The Elliott, Heaton, Peninsular Company produced button fasteners. David Heaton was a jeweler and engraver in Providence, Rhode Island. He established the jewelry store David Heaton & Company in 1857 and the Union Eyelet Company in 1866. David was also a director of the Atlas Bank. After developing a brass staple to fasten buttons to shoes, the
Heaton Button Company was formed in 1873 and the Heaton Button Fastener Company in 1875. The company sold machines to use the staples. Hand fasteners could be purchased by consumers in shoe stores.
Sterling Elliott was a carriage-maker who developed a machine to stitch dashes, a pamphlet stitcher, and the Elliott Belt Lace Cutter. His interest turned to bicycles when they first became popular. Sterling was president of the League of American Wheelmen and published Elliott’s Magazine and the L.A.W. Bulletin. He also produced the Hickory Bicycle in 1885. Applying his wooden wheels to sulkys proved most successful.

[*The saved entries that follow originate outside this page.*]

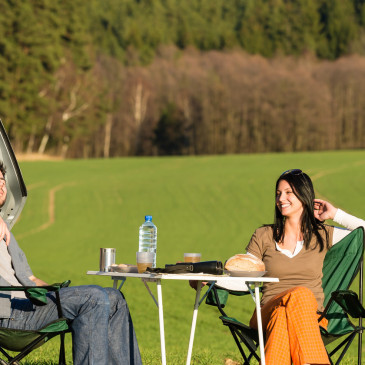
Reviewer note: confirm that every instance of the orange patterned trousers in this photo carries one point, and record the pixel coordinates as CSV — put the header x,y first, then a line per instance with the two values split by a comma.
x,y
290,321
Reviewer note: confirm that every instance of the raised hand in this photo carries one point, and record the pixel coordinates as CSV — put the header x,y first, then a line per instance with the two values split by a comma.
x,y
324,210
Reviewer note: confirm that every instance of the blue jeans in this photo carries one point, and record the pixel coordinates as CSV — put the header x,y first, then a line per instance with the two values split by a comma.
x,y
102,329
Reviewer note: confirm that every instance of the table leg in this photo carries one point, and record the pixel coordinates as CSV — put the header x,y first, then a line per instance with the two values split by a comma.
x,y
162,328
193,324
259,324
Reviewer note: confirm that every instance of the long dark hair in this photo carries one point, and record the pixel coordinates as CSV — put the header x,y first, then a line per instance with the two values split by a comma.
x,y
302,187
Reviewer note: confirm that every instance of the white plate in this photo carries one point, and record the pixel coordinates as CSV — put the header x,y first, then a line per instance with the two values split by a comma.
x,y
249,274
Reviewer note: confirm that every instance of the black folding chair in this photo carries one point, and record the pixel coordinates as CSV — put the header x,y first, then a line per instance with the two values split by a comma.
x,y
25,341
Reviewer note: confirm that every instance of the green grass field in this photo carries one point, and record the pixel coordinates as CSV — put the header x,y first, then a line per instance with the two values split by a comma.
x,y
201,204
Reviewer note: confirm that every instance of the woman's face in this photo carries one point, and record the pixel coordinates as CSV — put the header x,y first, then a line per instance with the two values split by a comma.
x,y
286,201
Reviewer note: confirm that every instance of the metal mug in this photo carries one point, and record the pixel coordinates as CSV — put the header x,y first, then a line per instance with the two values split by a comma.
x,y
107,258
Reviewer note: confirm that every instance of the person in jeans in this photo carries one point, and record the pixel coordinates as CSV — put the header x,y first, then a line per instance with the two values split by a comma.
x,y
102,329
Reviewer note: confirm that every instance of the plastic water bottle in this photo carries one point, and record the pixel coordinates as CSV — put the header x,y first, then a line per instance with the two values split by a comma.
x,y
148,237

The Peninsular Novelty Company also manufactured and sold machine that stapled buttons to shoes. The name became the Heaton Peninsular Button Fastener Company in 1889 and the Heaton Peninsular Company in 1897. The machines were manufactured by the Parker Manufacturing Company of Boston. Frank Whitcher was developing an empire in shoe manufacturing. Frank purchased Parker 1909 and then acquired all the assets of Heaton, Peninsular, and Elliott. Expansion to Grand Rapids, Michigan was in 1915.